A RAM press (or ram press) is a machine, invented in the USA in the mid-1940s, that is used to press clay into moulded shapes, such as plates and bowls. In operation a slice of de-aired clay body is placed in between two shaped porous moulds, and vertical movement of the moulds presses the body into the required shape.

==History==
The RAM process was devised around 1945 by the ceramics engineers Andrew Reif Blackburn and Richard E. Steele. The first RAM Press was made by Harold Dawson in Columbus, Ohio.
Blackburn and Steele sold their company to the Wallace Murray Corp. RAM Products Inc. of Columbus, Ohio was set up in 1979 and now manufactures the RAM press, as do other companies. In 1986, RAM Products introduced the 15-ton cub press for use by studio potters.
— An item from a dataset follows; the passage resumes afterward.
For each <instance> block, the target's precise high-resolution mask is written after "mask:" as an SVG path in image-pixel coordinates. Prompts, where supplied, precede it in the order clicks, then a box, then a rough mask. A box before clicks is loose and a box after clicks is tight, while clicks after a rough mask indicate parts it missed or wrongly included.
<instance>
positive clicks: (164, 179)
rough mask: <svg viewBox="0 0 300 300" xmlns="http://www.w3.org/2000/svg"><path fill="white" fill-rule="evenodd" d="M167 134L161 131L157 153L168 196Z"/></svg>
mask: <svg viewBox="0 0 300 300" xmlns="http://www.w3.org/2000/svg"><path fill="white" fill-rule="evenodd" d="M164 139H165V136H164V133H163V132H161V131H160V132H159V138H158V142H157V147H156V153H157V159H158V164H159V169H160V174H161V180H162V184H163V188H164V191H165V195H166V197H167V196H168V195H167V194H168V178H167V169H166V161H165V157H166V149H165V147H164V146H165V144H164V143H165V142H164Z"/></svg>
==Principle of operation==

In operation a slice of de-aired clay body is placed in between two shaped porous moulds or dies, and vertical movement of the moulds presses the body into the required shape. Pressing causes some water to be forced out of the clay body into the porous die, which stiffens the clay body allowing it to retain its shape. The dies used for RAM pressing are porous and have embedded air channels which allow pressurized air to be forced through the permeable die material to separate the pressed ceramic ware from the die. After pressing, air is forced through the bottom die as the press is opened. This causes the part to be released from the bottom die while adhering to the top die. Once the die is fully open, air is forced through the top die which releases the part onto a tray or into the operator’s hands. Dies are typically made from high strength gypsum cement, but may also be made from porous ceramic.

==Other uses==

The phrase ram press (in lower case) commonly means the same thing; it is simply used for machines that press items by a mechanical ram, such as with a plunger, piston, force pump, or hydraulic ram.